Ce n’était sans doute qu’un incident dynastique. Tel qu’il était, il éclairait et résumait une situation, la nature des rapports de la royauté de Juillet avec les vieilles cours. M. de Metternich allait bien jusqu’à une « amitié de raison, » pour parler son langage ; il ne voulait pas aller jusqu’à un mariage de raison politique, par lequel l’Autriche aurait paru se séparer de ses alliances absolutistes pour se rapprocher d’une puissance révolutionnaire.

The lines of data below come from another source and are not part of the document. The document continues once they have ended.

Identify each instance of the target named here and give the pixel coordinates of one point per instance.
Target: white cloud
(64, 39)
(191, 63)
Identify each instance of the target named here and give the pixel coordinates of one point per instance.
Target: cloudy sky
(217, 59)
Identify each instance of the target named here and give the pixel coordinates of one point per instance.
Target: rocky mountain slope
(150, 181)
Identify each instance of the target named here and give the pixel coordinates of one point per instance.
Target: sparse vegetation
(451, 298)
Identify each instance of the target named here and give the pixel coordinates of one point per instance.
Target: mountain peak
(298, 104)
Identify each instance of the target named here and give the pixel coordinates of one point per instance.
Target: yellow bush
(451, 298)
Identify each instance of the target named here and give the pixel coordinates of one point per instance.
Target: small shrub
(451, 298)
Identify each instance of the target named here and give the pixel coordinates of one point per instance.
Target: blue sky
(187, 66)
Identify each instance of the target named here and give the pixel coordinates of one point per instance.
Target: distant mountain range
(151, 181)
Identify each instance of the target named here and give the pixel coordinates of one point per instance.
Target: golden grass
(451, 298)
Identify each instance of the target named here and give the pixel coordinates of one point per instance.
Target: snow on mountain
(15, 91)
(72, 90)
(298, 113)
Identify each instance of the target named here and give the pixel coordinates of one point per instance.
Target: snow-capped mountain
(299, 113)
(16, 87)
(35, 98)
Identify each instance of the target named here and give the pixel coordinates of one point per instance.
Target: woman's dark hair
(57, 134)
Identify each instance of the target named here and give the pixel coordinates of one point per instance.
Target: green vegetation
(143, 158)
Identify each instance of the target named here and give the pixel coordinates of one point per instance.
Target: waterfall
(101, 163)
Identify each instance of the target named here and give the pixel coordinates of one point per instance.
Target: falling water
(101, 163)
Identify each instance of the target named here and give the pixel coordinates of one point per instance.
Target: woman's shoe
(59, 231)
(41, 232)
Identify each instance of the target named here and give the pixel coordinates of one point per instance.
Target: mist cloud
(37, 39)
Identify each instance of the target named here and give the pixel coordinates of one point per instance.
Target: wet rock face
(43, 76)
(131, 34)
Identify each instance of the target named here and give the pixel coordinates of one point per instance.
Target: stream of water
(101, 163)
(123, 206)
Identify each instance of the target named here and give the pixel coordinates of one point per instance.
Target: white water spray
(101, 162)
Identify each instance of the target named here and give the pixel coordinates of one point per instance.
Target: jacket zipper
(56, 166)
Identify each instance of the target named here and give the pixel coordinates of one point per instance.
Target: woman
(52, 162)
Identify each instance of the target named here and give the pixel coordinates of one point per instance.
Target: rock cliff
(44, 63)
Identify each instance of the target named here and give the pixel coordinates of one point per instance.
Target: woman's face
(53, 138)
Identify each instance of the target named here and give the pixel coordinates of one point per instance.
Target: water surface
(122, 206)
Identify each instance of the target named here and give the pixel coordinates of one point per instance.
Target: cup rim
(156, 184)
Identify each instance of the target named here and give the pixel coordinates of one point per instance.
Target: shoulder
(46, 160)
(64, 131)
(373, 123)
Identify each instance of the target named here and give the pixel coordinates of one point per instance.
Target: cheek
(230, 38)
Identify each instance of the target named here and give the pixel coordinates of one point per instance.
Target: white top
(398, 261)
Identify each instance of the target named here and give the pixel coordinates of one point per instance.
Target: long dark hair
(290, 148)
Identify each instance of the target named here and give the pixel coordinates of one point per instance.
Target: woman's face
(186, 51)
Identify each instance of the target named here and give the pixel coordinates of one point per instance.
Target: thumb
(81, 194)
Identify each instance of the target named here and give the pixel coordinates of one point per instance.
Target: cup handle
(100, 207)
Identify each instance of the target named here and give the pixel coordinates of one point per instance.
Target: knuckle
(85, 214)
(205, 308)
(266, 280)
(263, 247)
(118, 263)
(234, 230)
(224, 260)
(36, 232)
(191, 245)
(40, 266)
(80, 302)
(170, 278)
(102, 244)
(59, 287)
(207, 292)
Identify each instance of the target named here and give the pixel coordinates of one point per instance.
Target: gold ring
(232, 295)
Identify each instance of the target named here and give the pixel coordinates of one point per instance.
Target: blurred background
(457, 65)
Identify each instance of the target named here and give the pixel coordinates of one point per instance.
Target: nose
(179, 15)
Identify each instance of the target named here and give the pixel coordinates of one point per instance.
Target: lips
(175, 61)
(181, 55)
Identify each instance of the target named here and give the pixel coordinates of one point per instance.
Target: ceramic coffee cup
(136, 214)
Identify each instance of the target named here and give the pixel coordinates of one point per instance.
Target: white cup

Il ajoutait de son ton sentencieux : « Nous professons la religion dans laquelle nous sommes nés, le roi des Français a abjuré cette religion… » Peut-être jugeait-il plus simplement que c’était assez, dans sa carrière, du mariage de Marie-Louise ! Il restait à savoir quelle serait l’influence du refus autrichien sur les relations entre Paris et Vienne. M. Thiers n’avait pas caché que la France ressentirait l’injure faite à ses princes, qu’elle pourrait le montrer dans sa politique ; — et, en effet, après avoir essayé sans succès « un peu de sainte-alliance, » comme il le disait, le chef du cabinet des Tuileries tentait de se dédommager par a un peu de révolution, » en proposant une intervention en Espagne. Le roi Louis-Philippe n’était pas moins sensible que son jeune président du conseil à la mésaventure de Vienne ; il se gardait toutefois de céder à ses ressentimens, de mettre du dépit dans sa politique, — et, loin de suivre M. Thiers dans ses projets d’intervention au-delà des Pyrénées, il se hâtait de l’arrêter, au risque de braver une crise ministérielle de plus. M. de Metternich, de son côté, en se refusant à un mariage qui « aurait été, disait-il, une faute de part et d’autre, » ne voulait pas aller plus loin. Il s’étudiait, au contraire, à guérir par ses explications la blessure qu’il avait faite. Il s’intéressait même, peu après, au mariage du duc d’Orléans avec la princesse Hélène de Mecklembourg-Schwerin. Il redoublait de ménagemens, de flatteries à l’égard du souverain français, et affectait de reprendre avec lui ses habitudes de consultations secrètes. Rien ne paraissait changé ; les relations entre les Tuileries et vienne restaient ce qu’elles étaient avant le projet de mariage, tour à tour captieuses ou bienveillantes, mêlées de petites duplicités, de réserves, de confidences et de discours à perte de vue sur « les difficultés du temps. »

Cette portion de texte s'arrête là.